Today’s entry: @brianmuddradio can you parse this? "...eliminating drop boxes... Per statute it seems like Florida CAN still have limited, monitored drop boxes at an official polling site during early voting. If that's "eliminating" then I'd have a bone to pick with the governor...And verification to be done during early voting.
Bottom Line: A lot has happened with Florida election laws over the past couple of years. That’s in part due to Florida having passed election integrity related laws in each of the past two years. And while I’ve covered these stories right along, it’s a good time to push the reset button on what’s changed, as we’re now inside of the primary election cycle and the related changes are in place – starting with the vote-by-mail ballots and potential use of drop boxes you’re specifically asking about. The drop box reforms were part of last year’s election law and have actually been in force for over a year. Meaning all elections across the state since then, have been under the new policy. Specific to drop boxes – the policy was in place for the special congressional election to replace the late Alcee Hastings in January... Which btw, notice how the first election to take place with the election integrity law Democrats decried as Jim Crow 2.0 just happened to take place in the district with the highest concentration of Black voters in Florida and yet there wasn’t a single issue with someone being disenfranchised and unable to vote? Anyway, let’s get to it.
Signed into law by Governor DeSantis on May 6th, 2021, which also was its effective date, was Florida’s “Elections” law. What I’ve frequently referred to as last year’s election integrity law – which is not to be confused with this year’s subsequent election integrity law. These laws are aimed at preventing issues monitored in other states during the 2020 elections in addition to prosecuted voter fraud in Florida stemming from that cycle. For those who may be unaware, despite the relative smoothness of 2020’s elections in Florida, there have been four criminal convictions for voter fraud stemming from that cycle – one of which led to an election result in central Florida being overturned. Additionally, there remains 156 officially referred cases of voter fraud, most of which are in South Florida, which have gone unprosecuted by state attorneys. Here’s a refresh on what last year’s law changed:
- Private money is banned from use in conducting elections
- Requests for vote by mail ballots would have to occur each election cycle with ID required for each request
- Increases the window of time for Supervisors of Elections to begin processing vote-by-mail ballots by up to 40 days before Election Day
- Disallows the printing of a political party on the outside of a vote by mail ballot
- 3rd parties outside of immediate family or caregivers aren’t allowed to collect voter ballots
- Prohibits the use of drop boxes for vote by mail ballots which aren’t supervised by a person
- Drop boxes must be located in locations that are centrally located within a jurisdiction
- Each political party will have the ability to observe signature matches certified by canvassing boards
- The no influence zones outside of polling places extend to 150 feet
Specific to your question regarding drop boxes, there’s your answer. The specific Florida Statue you noted states: The supervisor shall allow an elector who has received a vote-by-mail ballot to physically return a voted vote-by-mail ballot to the supervisor by placing the return mail envelope containing his or her marked ballot in a secure drop box. Secure drop boxes shall be placed at the main office of the supervisor, at each permanent branch office of the supervisor, and at each early voting site. Secure drop boxes may also be placed at any other site that would otherwise qualify as an early voting site under s. 101.657(1). Drop boxes must be geographically located so as to provide all voters in the county with an equal opportunity to cast a ballot, insofar as is practicable. Except for secure drop boxes at an office of the supervisor, a secure drop box may only be used during the county’s early voting hours of operation and must be monitored in person by an employee of the supervisor’s office. A secure drop box at an office of the supervisor must be continuously monitored in person by an employee of the supervisor’s office when the drop box is accessible for deposit of ballots.

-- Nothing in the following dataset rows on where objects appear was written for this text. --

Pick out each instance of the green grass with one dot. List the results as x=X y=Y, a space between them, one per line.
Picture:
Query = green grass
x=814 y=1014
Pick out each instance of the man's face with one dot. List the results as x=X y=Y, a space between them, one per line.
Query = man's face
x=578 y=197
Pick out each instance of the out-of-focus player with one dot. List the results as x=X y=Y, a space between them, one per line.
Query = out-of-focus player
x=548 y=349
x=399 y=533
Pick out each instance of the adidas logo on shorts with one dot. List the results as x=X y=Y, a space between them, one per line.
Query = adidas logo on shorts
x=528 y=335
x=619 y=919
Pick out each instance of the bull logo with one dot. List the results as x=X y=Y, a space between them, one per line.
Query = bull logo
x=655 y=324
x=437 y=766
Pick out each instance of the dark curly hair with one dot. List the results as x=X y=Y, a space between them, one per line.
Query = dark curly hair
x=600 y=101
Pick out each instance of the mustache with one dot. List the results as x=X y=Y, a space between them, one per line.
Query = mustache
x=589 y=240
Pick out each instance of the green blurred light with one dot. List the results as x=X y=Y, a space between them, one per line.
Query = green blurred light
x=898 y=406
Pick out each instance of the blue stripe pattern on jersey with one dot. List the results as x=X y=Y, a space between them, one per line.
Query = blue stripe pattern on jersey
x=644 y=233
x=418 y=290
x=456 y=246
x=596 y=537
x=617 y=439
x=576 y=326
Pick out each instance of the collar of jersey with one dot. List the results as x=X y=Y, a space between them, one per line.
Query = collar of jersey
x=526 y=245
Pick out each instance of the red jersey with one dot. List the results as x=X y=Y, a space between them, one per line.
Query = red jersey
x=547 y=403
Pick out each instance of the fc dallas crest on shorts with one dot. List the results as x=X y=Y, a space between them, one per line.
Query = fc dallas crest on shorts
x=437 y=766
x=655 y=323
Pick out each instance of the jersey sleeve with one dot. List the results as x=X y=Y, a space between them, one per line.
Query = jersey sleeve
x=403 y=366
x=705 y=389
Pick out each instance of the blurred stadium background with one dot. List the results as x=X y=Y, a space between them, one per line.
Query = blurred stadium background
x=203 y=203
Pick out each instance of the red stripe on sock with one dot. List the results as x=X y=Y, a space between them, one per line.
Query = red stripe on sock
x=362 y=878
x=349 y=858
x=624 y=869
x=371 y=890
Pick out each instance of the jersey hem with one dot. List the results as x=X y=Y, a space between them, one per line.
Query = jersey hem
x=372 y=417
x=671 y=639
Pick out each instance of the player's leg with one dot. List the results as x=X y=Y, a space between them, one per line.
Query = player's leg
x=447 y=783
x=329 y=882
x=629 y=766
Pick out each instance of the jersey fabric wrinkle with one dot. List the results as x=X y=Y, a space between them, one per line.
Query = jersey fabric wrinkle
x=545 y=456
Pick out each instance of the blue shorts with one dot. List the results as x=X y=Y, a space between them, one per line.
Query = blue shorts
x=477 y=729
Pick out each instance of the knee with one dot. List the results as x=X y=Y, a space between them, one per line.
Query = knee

So yes, drop boxes still exist, but no supervisors can’t cherry-pick where they go, nor can they leave them unmonitored by a human. Specific to Broward’s drop boxes – Supervisor of Elections Joe Scott, when I spoke with him about this last year, was opposed to these reforms. In other words, you might not have thought the reforms went far enough – however Democrats running elections in Florida thought these restrictions went too far. Which, for what it may be worth, could be an indicator of effective policy. Scott, for example, told me drop boxes should be able to be placed essentially wherever they wanted and shouldn’t have to be monitored by a human.
I’ll watch this election cycle like a hawk as always and report back. For now, to me, the reforms seem to have struck a reasonable balance.